[Ocfs2-users] Diagnosing some OCFS2 error messages

Sun Jun 13 19:14:04 PDT 2010

Hello.  I am experimenting with OCFS2 on Suse Linux Enterprise Server
11 Service Pack 1.

I am performing various stress tests.  My current exercise involves
writing to files using a shared-writable mmap() from two nodes.  (Each
node mmaps and writes to different files; I am not trying to access
the same file from multiple nodes.)

Both nodes are logging messages like these:

[94355.116255] (ocfs2_wq,5995,6):ocfs2_block_check_validate:443 ERROR:
CRC32 failed: stored: 2715161149, computed 575704001.  Applying ECC.

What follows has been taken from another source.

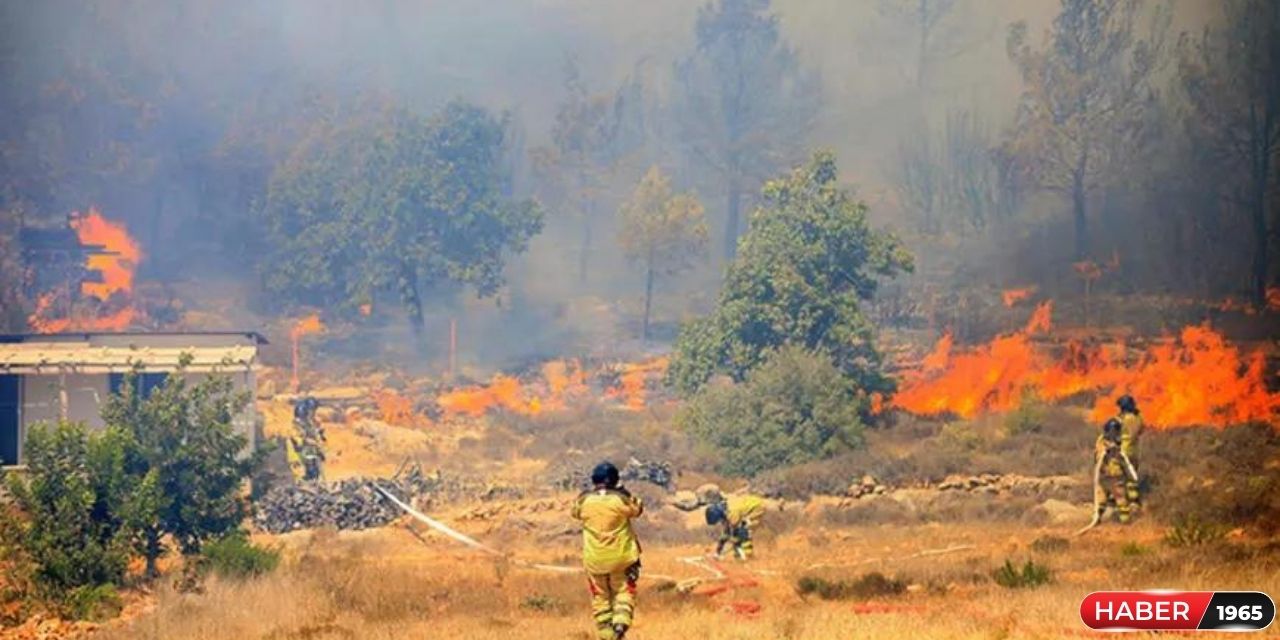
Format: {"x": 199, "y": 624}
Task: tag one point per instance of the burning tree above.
{"x": 805, "y": 268}
{"x": 394, "y": 202}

[94355.116344] (ocfs2_wq,5995,6):ocfs2_block_check_validate:457 ERROR:
Fixed CRC32 failed: stored: 2715161149, computed 2102707465

[94355.116348] (ocfs2_wq,5995,6):ocfs2_validate_extent_block:903
ERROR: Checksum failed for extent block 2321665

[94355.116352] (ocfs2_wq,5995,6):__ocfs2_find_path:1861 ERROR: status = -5

[94355.116355] (ocfs2_wq,5995,6):ocfs2_find_leaf:1958 ERROR: status = -5

[94355.116358] (ocfs2_wq,5995,6):ocfs2_find_new_last_ext_blk:6655
ERROR: status = -5

[94355.116361] (ocfs2_wq,5995,6):ocfs2_do_truncate:6900 ERROR: status = -5

[94355.116364] (ocfs2_wq,5995,6):ocfs2_commit_truncate:7559 ERROR: status = -5

[94355.116370] (ocfs2_wq,5995,6):ocfs2_truncate_for_delete:597 ERROR:
status = -5

[94355.116373] (ocfs2_wq,5995,6):ocfs2_wipe_inode:770 ERROR: status = -5

[94355.116376] (ocfs2_wq,5995,6):ocfs2_delete_inode:1062 ERROR: status = -5

...although the particular extent block number varies somewhat.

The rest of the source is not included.